Hyperhidrosis is excessive perspiration. Sometimes, the condition is idiopathic, meaning that the cause is unknown, or it may be a result of underlying conditions. Hyperhidrosis can be embarrassing and uncomfortable, and can even occur in cool weather or while sitting quietly. The symptoms vary with the cause, and as such, the condition is broken down into two types: primary and secondary.
Individuals with focal sweating only perspire profusely on one or a few parts of the body. It could be the underarms, the palms of the hands, the soles of the feet, or the forehead, while the rest of the body is unaffected. These areas may literally drip with perspiration.
People with this symptom find themselves sweating on both sides of the body, including both armpits, both sides of the groin, chest, back, and under the breasts. The perspiration can be excessive enough to soak through several layers of clothing.
Some people with hyperhidrosis experience excessive sweating when they wake up in the morning. The room may be cool, and there appears to be no reason for the perspiration, which may last a short while or go on for hours.

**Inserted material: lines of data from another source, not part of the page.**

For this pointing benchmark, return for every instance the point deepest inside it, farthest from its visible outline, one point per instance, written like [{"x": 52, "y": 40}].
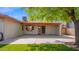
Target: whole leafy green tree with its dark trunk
[{"x": 49, "y": 14}]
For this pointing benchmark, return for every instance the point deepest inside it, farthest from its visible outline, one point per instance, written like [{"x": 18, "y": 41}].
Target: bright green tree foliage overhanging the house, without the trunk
[{"x": 49, "y": 14}]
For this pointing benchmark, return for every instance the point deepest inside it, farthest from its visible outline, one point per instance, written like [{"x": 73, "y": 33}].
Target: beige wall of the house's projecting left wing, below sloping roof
[{"x": 11, "y": 29}]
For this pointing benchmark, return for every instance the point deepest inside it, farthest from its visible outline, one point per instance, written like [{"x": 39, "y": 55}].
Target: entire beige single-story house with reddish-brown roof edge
[{"x": 11, "y": 28}]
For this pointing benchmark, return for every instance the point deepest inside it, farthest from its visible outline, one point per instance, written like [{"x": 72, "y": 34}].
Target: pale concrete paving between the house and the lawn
[{"x": 39, "y": 39}]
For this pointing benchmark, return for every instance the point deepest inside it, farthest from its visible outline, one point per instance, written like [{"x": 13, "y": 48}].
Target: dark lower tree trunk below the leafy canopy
[{"x": 76, "y": 24}]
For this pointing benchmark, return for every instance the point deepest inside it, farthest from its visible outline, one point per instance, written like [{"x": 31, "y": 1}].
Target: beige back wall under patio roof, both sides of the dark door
[{"x": 55, "y": 30}]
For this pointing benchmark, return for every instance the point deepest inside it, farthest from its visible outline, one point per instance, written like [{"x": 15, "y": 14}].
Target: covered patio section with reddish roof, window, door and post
[{"x": 41, "y": 28}]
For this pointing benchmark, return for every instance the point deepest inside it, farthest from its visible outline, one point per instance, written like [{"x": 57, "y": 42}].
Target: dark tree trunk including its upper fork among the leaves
[{"x": 71, "y": 14}]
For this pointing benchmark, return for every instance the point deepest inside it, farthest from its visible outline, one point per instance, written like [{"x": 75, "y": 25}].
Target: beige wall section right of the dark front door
[{"x": 52, "y": 30}]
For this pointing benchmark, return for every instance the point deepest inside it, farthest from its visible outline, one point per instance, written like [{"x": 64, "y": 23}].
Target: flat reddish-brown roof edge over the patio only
[{"x": 40, "y": 24}]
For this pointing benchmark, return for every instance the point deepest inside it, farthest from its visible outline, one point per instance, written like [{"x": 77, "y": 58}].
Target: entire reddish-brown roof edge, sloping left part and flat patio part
[{"x": 6, "y": 17}]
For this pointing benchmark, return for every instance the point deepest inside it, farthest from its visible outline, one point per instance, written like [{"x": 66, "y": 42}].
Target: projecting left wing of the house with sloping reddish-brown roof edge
[{"x": 9, "y": 26}]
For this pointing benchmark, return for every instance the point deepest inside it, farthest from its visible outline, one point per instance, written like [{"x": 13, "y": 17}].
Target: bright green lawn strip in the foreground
[{"x": 35, "y": 47}]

Perspiration episodes may occur at least once a week, but for many people, it is far more frequent. The issue causes a social concern -- people worry perspiration stains may soak through their clothing. They worry about body odor and can be afraid of physical proximity to others. Some people change their clothes several times a day to minimize stains and scent.
Primary hyperhidrosis usually has its onset in childhood or adolescence. These young people are usually healthy, with no underlying medical conditions. It may cause a child to avoid athletic activities and socializing. They may become self-conscious, withdrawn, and depressed. Children should see a physician because the symptoms can be treated.

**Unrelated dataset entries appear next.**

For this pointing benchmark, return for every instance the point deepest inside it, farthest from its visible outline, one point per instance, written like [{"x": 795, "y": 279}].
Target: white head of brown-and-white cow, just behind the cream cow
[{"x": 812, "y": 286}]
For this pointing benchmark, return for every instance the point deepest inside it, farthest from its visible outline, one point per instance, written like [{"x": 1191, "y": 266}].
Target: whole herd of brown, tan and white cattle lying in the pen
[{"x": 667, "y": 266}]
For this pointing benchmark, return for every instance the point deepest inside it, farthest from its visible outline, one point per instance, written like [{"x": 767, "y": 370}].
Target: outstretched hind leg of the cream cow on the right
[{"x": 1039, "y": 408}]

The secondary type of hyperhidrosis may be focal or involve the whole body. The difference between the two types of symptoms is that secondary symptoms are caused by an underlying medical condition. This type may also describe a side effect of a drug, a food supplement, illegal substance use, and more.
Sweating during sleep can be a sign of a medical condition such as an infection, hormone changes in men or women, low blood sugar, insulin, other diabetes medications, severe anxiety, sleep apnea, or overactive thyroid. Life-threatening diseases such as leukemia, lymphoma, and HIV can also present with hyperhidrosis.
As opposed to primary symptoms, the secondary symptoms usually start in adulthood, sometimes following a head injury or frostbite. It may also appear after mercury poisoning, a spinal injury, and with alcohol abuse, heart disease, pregnancy, Parkinson's disease, or shingles. Seeing a physician is crucial for treatment of these illnesses, and this can ease the hyperhidrosis symptoms, as well.
Many people with hyperhidrosis develop symptoms such as headaches, fatigue, and other flu symptoms, despite never being exposed to a virus. Treatment for these symptoms may be as simple as over-the-counter remedies, but they may recur.
A person with secondary hyperhidrosis must have had it at least six months before an official diagnosis will be confirmed. During this time, it may be unknown if there is an underlying cause. Those with symptoms should try to determine the cause and whether the sweating is related to it. Anyone with profuse sweating should see a physician.